They would side against the unemployment but be for the cheaper prices it produces and ultimately vote with their wallets. Same way people decry the working conditions in Apple's factories but buy the products made in those factories anyways. This is not a SV bubble, it's just the facts of human nature. No one (or a tiny fraction) pays more for something when an identical service is available for cheaper.
What’s to say it would ever lead to lower prices and not simply higher executive pay, stock buybacks etc? That certainly seems to be far more the order of the day.
It's possible but that seems to be a fully general argument against ever making things more efficient? Why bother with any innovation at all if the profits are eaten by execs?
For lowering prices vs. eating the profits, I think a bit of both happens in most industries. There are plenty of examples where better tech constantly leads to lower prices - basically most PC hardware like SSDs today. IMO these kinds of things never get media attention but yeah prices do get lower in many areas. The dynamics of whether they extract profits or pass on savings are complex and vary over time depending on competition etc. but over the long term its hard to argue that some industry will get more efficient but no one else will start competing with the same tech to bring prices down. For self driving cars we have 2-3 players in the field too which is a good sign.
Overall this argument has been rehashed for different technologies many times. Horse drivers vs. cars, scribes vs. typewriters blah blah. Its difficult to argue we would have been better off today by protecting jobs over letting the technology help everyone eventually. Personally i think this transition will be rough though, a lot of people including programmers are going to lose their jobs and we might have years of pain ahead before things stabilize. But in the long term yeah its better than just hiding AI in a box and pretending like nothing happened.
I’m not referring to the argument in the abstract, but the specific case of making unemployed 3.5 million truck drivers and the cost savings getting passed onto consumers in the form of lower-priced goods. If this was a realistic scenario (setting aside that the driverless tech is not there) then why are the cost savings from exploiting truck drivers by making them all over-worked, independent contractors being passed on to consumers now? Instead, what we have is unrestrained corporate greed, with companies jacking up the price of goods to obscene levels and keeping the profits for themselves.
I agree grocery prices have been nuts recently. Canada recently completed a study on high prices that concluded there's not enough competition in the market [1]. They made some recommendations but nothing will be done lol..

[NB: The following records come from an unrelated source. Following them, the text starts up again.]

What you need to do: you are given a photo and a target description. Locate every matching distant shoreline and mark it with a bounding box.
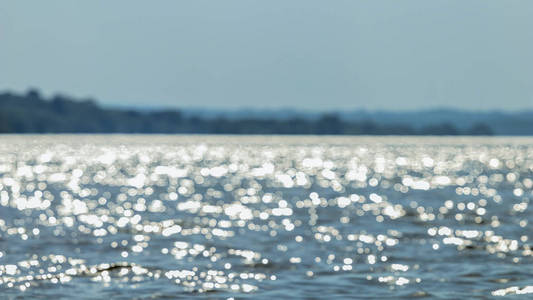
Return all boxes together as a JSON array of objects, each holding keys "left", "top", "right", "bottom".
[{"left": 0, "top": 90, "right": 495, "bottom": 136}]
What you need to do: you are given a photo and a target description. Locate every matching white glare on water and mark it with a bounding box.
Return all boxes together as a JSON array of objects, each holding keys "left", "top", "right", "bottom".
[{"left": 0, "top": 136, "right": 533, "bottom": 298}]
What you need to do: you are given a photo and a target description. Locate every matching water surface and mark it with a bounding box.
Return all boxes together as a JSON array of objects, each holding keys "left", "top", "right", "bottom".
[{"left": 0, "top": 135, "right": 533, "bottom": 299}]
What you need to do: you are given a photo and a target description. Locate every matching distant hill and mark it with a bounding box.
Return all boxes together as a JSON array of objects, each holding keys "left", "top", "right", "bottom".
[{"left": 0, "top": 90, "right": 508, "bottom": 135}]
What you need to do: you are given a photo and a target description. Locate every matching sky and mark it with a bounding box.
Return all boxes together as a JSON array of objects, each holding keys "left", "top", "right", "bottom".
[{"left": 0, "top": 0, "right": 533, "bottom": 110}]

My problem is that people are increasingly blaming technology for the failures of the government. Self driving trucks SHOULD make things cheaper. Having a robot do things that people used to do SHOULD help us all in the long run the same way washing machines do.
But when it doesn't, people have such low expectations of the government that they don't even consider that option. Like are we supposed to just stop all scientific and technological progress that could endanger jobs now, just freeze society in the state its at now?
The way I see it we need both levers, science and government to make progress. Lately the sentiment is we should burn down the half that works because the other half doesn't work. I think that's the wrong approach.